The amount of silliness does not stop here. The following is an actual post, by a priest, who decides that Leila in Mashrou3 Leila, in reference for night, is a satanic reference. He even uses a book he wrote as a reference. Of course, homosexuality is also ridiculed in the priest’s post, further reinforcing the point that the band’s queerness is under prosecution here too:

Even Carla Haddad, your favorite weather girl, decided to weigh in:

And – because this is the go-to insult for everyone these days – the band was even accused of being a Zionist propaganda machine, even though their latest song and video are clear condemnation of Israeli occupation of Palestine:

All of this is happening to the background of actual physical threats facing the band, and those who decide to attend the concert.

I think the culmination of it all was when Mashrou3 Leila were dragged to court because of a lawsuit filed against them for “offending religions.” While the judge dismissed the suit, she did not do so because it is Mashrou3 Leila’s right to sing whatever they want, or because the lawsuit itself was so silly. She did it under the condition of the band members meeting with priests, sheikhs, political officials from the Lebanese Forces and the Free Patriotic Movement, for them to issue an apology and to stop performing their “offensive” songs.

Today, the song Djin is no longer on Mashrou3 Leila’s official YouTube station. Of course, you can still find it online if you need to. After all, it is still 2019 even if some Lebanese mindsets are stuck in 1345.
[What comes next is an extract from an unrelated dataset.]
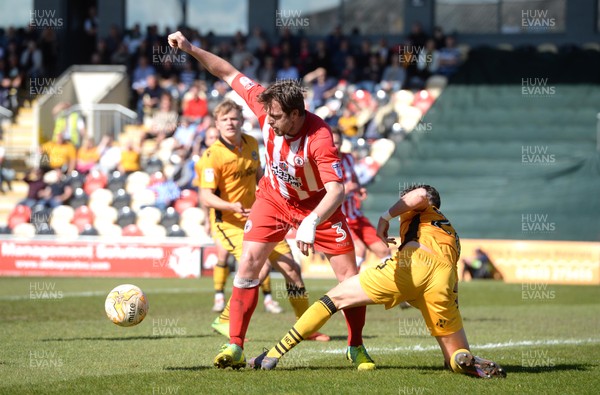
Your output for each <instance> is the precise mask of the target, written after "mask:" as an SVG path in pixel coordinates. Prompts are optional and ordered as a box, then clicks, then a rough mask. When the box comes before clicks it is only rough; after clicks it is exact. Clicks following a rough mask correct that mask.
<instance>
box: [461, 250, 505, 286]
mask: <svg viewBox="0 0 600 395" xmlns="http://www.w3.org/2000/svg"><path fill="white" fill-rule="evenodd" d="M462 263H463V264H464V268H463V273H462V280H463V281H464V280H465V277H466V274H467V273H469V274H470V276H471V279H473V280H476V279H494V280H502V274H501V273H500V272H499V271H498V270H497V269H496V267H495V266H494V264H493V263H492V261H491V259H490V258H489V256H488V255H487V254H486V253H485V252H483V250H482V249H481V248H478V249H476V250H475V257H474V258H472V259H469V258H463V259H462Z"/></svg>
But it is the precedence of this judge deciding that a band better be trialed in the court of public opinion that is harrowing. Our laws are not even made to protect us, our freedoms, and our voices. Instead, the judge allowed four young men whose talents have shone across continents, to be scrutinized by religious bearded men of the cloak whose boundaries have not extended beyond the 09 region, and by political figures whose names are not even relevant. Why? For the sake of sensibilities that are all too sensitive.
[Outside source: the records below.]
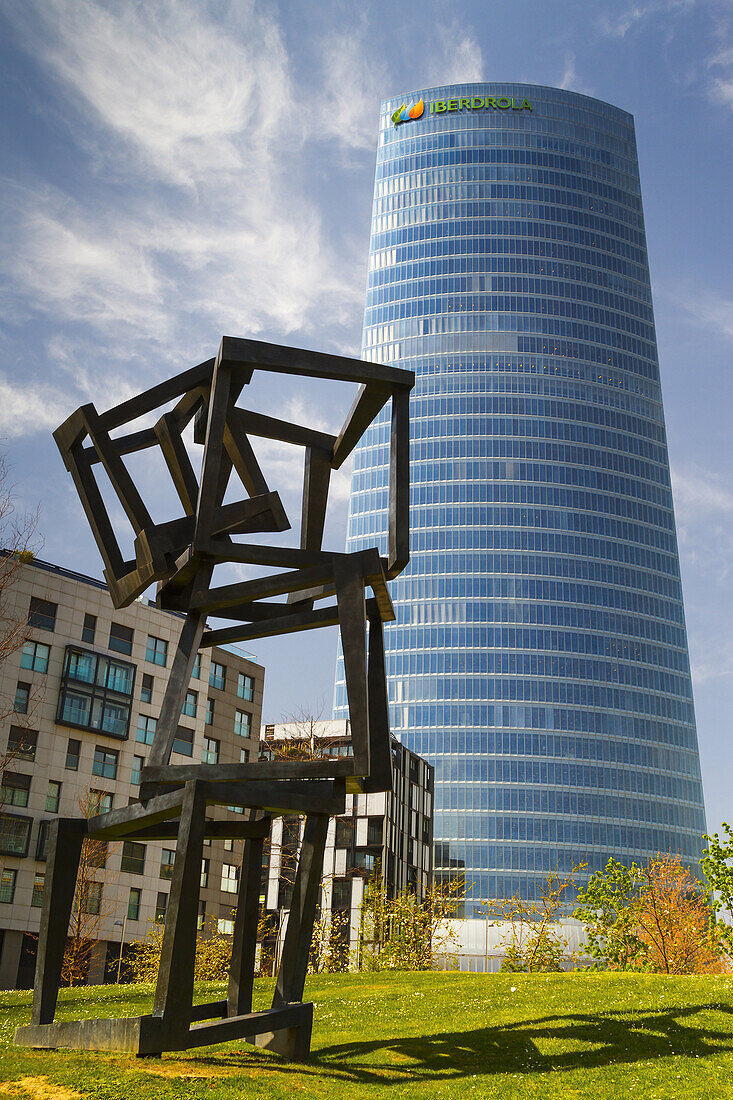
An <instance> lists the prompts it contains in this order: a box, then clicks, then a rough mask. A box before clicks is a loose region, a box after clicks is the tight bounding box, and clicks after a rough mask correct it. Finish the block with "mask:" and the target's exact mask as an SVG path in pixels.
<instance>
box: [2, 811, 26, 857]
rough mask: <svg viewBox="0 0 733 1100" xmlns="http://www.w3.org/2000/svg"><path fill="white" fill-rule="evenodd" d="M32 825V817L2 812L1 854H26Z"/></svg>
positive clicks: (20, 854)
mask: <svg viewBox="0 0 733 1100" xmlns="http://www.w3.org/2000/svg"><path fill="white" fill-rule="evenodd" d="M32 825H33V818H32V817H22V816H21V815H20V814H3V813H0V854H2V855H3V856H21V857H24V856H26V855H28V846H29V842H30V839H31V826H32Z"/></svg>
You see, at the end of the day, it’s all quite simple. If your religion and belief cannot withstand something as trivial as a song, a meme, or a pop culture moment, then that says more about your beliefs and faith than about what you’re offended of.
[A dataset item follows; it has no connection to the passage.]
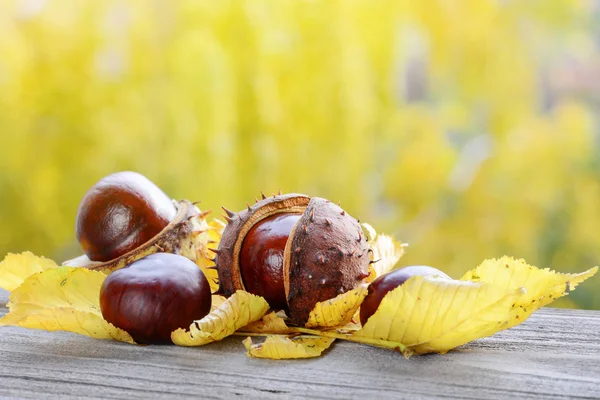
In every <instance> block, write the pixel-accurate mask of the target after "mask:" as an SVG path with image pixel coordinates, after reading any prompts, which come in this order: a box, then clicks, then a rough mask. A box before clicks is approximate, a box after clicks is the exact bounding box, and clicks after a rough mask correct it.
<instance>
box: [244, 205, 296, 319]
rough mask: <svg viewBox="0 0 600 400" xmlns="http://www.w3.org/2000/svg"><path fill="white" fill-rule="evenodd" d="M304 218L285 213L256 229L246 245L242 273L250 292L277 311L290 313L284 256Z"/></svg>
mask: <svg viewBox="0 0 600 400" xmlns="http://www.w3.org/2000/svg"><path fill="white" fill-rule="evenodd" d="M300 216H301V214H296V213H281V214H274V215H272V216H270V217H267V218H265V219H263V220H262V221H260V222H259V223H257V224H256V225H254V226H253V227H252V229H250V231H249V232H248V234H247V235H246V237H245V238H244V242H243V243H242V248H241V253H240V270H241V273H242V280H243V282H244V286H245V287H246V290H248V292H250V293H254V294H256V295H259V296H262V297H264V298H265V300H267V302H268V303H269V305H271V307H273V308H275V309H281V310H285V309H287V301H286V297H285V287H284V284H283V253H284V250H285V244H286V243H287V241H288V238H289V236H290V233H291V232H292V229H293V228H294V225H295V224H296V223H297V222H298V220H299V219H300Z"/></svg>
I salute those very few priests who know that, once upon a time, Jesus said to turn the left cheek to that who hits your right. I salute those religious people who know that their Christianity is not offended by a lyric or a meme. I salute those who know that the true act of freedom is to voice a counter opinion, not to silence those you disagree with.

Irreverence is a sign of modernity. With every ban, every example of the Lebanese state failing us, every call for censorship just because someone is upset, I am convinced day in and day out that the country I left years ago is in full blown reverse gear and heading backwards, as far from modernity, as possible. Our country is being killed every single day by these religious men who are offended at everything. How long will it be before our breathing space is further extinguished, I wonder?

It is 2019. راح غطس كبدي بالجن بأسـم الاب والابن has caused a national crisis in Lebanon. Oh how far we have come.